Journée d’étude – De la matérialité des sources. Journée d’étude du centre Jean Mabillon

Date : 5 novembre 2024
Lieu : Campus Condorcet, Aubervilliers
Date limite pour soumettre une proposition : 30 juin 2024

De la matérialité des sources.
Journée d’études jeunes chercheurs 2024 du Centre Jean Mabillon – École nationale des Chartes.

La source constitue l’élément de base de la recherche historique, que le scientifique cherche le mieux possible à appréhender par son esprit critique. Mais ces sources, ne peut-on pas également les approcher matériellement ? La matérialité des sources se révèle immédiatement très variée et il serait difficile d’en dresser une liste exhaustive, car en plus d’avoir évolué au cours du temps, les supports ont connu à chaque époque une riche diversité. Ainsi, pour prendre l’un des supports le plus commun aujourd’hui qu’est le livre, on constate qu’après avoir été volumen de papyrus, celui-ci est devenu codex, d’abord en parchemin, puis en papier, se démultipliant ensuite grâce à l’imprimerie à caractères mobiles jusqu’à devenir un objet de consommation à l’ère du livre de poche. L’exemple du livre nous montre donc que la variation du support concerne non seulement le matériau, mais aussi le format. Mais ces variations sont également partagées dans les autres champs de la production écrite : littérature grise d’une part avec ses procès-verbaux, chartes, registres, mais aussi les productions éphémères, des journaux aux affiches en passant par les tracts, sans oublier les formes épigraphiques, des ostraca grecs aux tablettes de cire, jusqu’aux pierres gravées.

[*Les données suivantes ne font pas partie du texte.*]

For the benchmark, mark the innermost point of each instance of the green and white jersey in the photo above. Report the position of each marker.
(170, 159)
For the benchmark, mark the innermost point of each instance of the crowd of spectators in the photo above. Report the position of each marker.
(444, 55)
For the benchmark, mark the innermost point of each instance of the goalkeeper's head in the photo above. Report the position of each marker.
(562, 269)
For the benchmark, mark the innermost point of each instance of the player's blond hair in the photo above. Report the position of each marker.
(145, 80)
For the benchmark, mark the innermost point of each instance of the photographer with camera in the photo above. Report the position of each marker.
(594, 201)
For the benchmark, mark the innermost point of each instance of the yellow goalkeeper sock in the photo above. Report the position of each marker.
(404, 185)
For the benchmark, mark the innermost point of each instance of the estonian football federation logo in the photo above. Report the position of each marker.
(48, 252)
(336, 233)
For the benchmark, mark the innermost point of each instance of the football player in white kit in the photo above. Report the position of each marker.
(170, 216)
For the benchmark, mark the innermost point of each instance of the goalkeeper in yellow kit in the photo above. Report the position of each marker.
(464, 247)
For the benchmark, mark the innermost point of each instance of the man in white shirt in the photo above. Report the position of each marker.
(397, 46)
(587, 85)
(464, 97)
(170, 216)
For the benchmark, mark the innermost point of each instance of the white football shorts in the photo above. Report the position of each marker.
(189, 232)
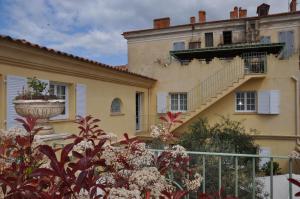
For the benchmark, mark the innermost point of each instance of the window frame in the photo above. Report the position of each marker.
(206, 36)
(120, 106)
(66, 115)
(180, 105)
(184, 45)
(246, 110)
(225, 36)
(194, 45)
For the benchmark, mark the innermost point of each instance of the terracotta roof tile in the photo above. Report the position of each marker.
(25, 42)
(211, 22)
(122, 67)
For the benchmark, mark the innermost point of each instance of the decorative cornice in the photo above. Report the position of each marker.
(69, 66)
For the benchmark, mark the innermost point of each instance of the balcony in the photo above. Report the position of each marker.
(226, 51)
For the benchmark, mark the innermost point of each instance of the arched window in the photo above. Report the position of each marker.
(116, 106)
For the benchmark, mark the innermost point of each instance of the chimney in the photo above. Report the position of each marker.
(202, 16)
(242, 13)
(161, 23)
(263, 10)
(193, 20)
(235, 13)
(293, 6)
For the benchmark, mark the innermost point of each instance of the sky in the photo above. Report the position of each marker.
(93, 28)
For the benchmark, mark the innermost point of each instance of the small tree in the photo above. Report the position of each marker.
(226, 136)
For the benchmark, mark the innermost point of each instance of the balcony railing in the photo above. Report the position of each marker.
(237, 167)
(255, 63)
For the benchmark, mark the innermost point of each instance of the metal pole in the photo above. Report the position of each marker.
(220, 173)
(290, 176)
(236, 177)
(271, 179)
(203, 182)
(253, 178)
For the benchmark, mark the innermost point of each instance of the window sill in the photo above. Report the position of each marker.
(245, 113)
(117, 114)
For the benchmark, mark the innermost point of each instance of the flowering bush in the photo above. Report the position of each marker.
(90, 166)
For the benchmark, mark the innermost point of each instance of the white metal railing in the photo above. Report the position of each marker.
(235, 166)
(250, 63)
(215, 83)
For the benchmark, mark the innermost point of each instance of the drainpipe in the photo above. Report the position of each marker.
(297, 112)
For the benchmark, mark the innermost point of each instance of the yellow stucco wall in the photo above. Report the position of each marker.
(148, 54)
(99, 93)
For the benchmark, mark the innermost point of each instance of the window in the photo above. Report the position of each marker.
(61, 91)
(255, 62)
(194, 45)
(209, 39)
(178, 102)
(227, 37)
(139, 111)
(265, 39)
(116, 106)
(179, 45)
(287, 37)
(246, 101)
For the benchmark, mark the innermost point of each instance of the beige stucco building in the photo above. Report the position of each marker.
(117, 97)
(246, 68)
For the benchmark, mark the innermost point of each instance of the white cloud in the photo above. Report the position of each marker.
(93, 28)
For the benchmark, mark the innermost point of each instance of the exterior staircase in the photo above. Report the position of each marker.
(218, 85)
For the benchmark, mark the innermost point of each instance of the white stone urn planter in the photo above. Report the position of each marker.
(41, 109)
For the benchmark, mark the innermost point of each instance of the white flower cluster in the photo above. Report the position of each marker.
(138, 157)
(107, 178)
(109, 136)
(13, 132)
(82, 146)
(110, 155)
(122, 193)
(149, 178)
(192, 185)
(178, 150)
(141, 157)
(160, 131)
(156, 131)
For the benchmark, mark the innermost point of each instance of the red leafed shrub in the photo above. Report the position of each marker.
(90, 166)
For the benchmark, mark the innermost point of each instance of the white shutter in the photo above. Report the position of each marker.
(274, 102)
(264, 151)
(81, 99)
(263, 102)
(269, 102)
(14, 86)
(162, 102)
(46, 91)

La question du support mérite néanmoins d’être élargie plus encore et nous invite à envisager également les autres moyens employés pour consigner d’autres informations que simple la parole écrite : l’image, qui existe depuis les peintures rupestres préhistoriques, s’est perpétuée jusqu’à la photographie et le cinéma, de même que les enregistrements sonores sont développés pour couvrir un champ allant de la musique aux archives orales. L’histoire du temps présent nous amène enfin à appréhender l’omniprésence de l’information, à travers les réseaux sociaux et internet. Une quantité indénombrable de paramètres entre donc en conversation pour la composition du support : le matériau et son format certes, mais aussi sa taille, son poids, la technologie qu’il emprunte, ses limites, sa durabilité, son coût, sa solennité, sa fragilité, sa solidité, sa qualité, son accessibilité, la quantité de production permise. Autant de composantes qui peuvent être interrogées et révélatrices d’informations précieuses.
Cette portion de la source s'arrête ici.